We undertook a cross-sectional approach. However, a longitudinal approach examining whether measurement invariance holds across time for prodromal individuals converting to a psychotic disorder would be informative. It would also be beneficial in tracking the progression of depression along with negative symptoms. Including a first episode psychosis group would also have been greatly informative in more fully depicting the psychosis spectrum. The present investigation included primary psychotic disorder individuals (schizophrenia and schizoaffective disorder). It will be informative for future investigations to also include individuals with affective disorders with psychotic features, such as depression or bipolar disorder with psychotic features. This will allow us to broaden the breadth of representation of the psychosis spectrum, as the lack of inclusion of these individuals may have influenced current results. Given the greater prevalence of mood disorders among females71, future studies with larger samples allowing properly powered analyses may benefit from grouping based on gender. Future studies with available data would also benefit from examining duration of illness across groups. Finally, all chronic psychosis individuals were recruited at the same site, and CHR individuals were administered the same interviews following equivalent procedure, with no significant differences in demographic characteristics between the three recruitment sites. Nonetheless, ideally future investigations would use data from the same site in order to minimize heterogeneity.

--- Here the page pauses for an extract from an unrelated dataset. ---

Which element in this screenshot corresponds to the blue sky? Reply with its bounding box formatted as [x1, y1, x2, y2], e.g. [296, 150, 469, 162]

In all, present results provide valuable information for treatment of CHR populations, as well as for increasing our understanding of the etiology of negative symptoms with relation to depressive symptoms. Further, findings offer useful measurement information for groups seeking to assess negative and depressive symptoms across the psychosis spectrum. Possible systematic differences in endorsement of depressive symptoms in CHR may suggest that depression could be an apt target for intervention at this stage of illness progression. Treating depressive symptoms early in the prodrome may aid in halting functional deterioration. Finally, the present results highlight the need for future measurement efforts addressing the question of at which stage of illness progression primary negative symptoms emerge. Further focus on this critical question may aid us in better understanding the etiological roots of psychosis and inform symptom targets for early intervention and treatment efforts.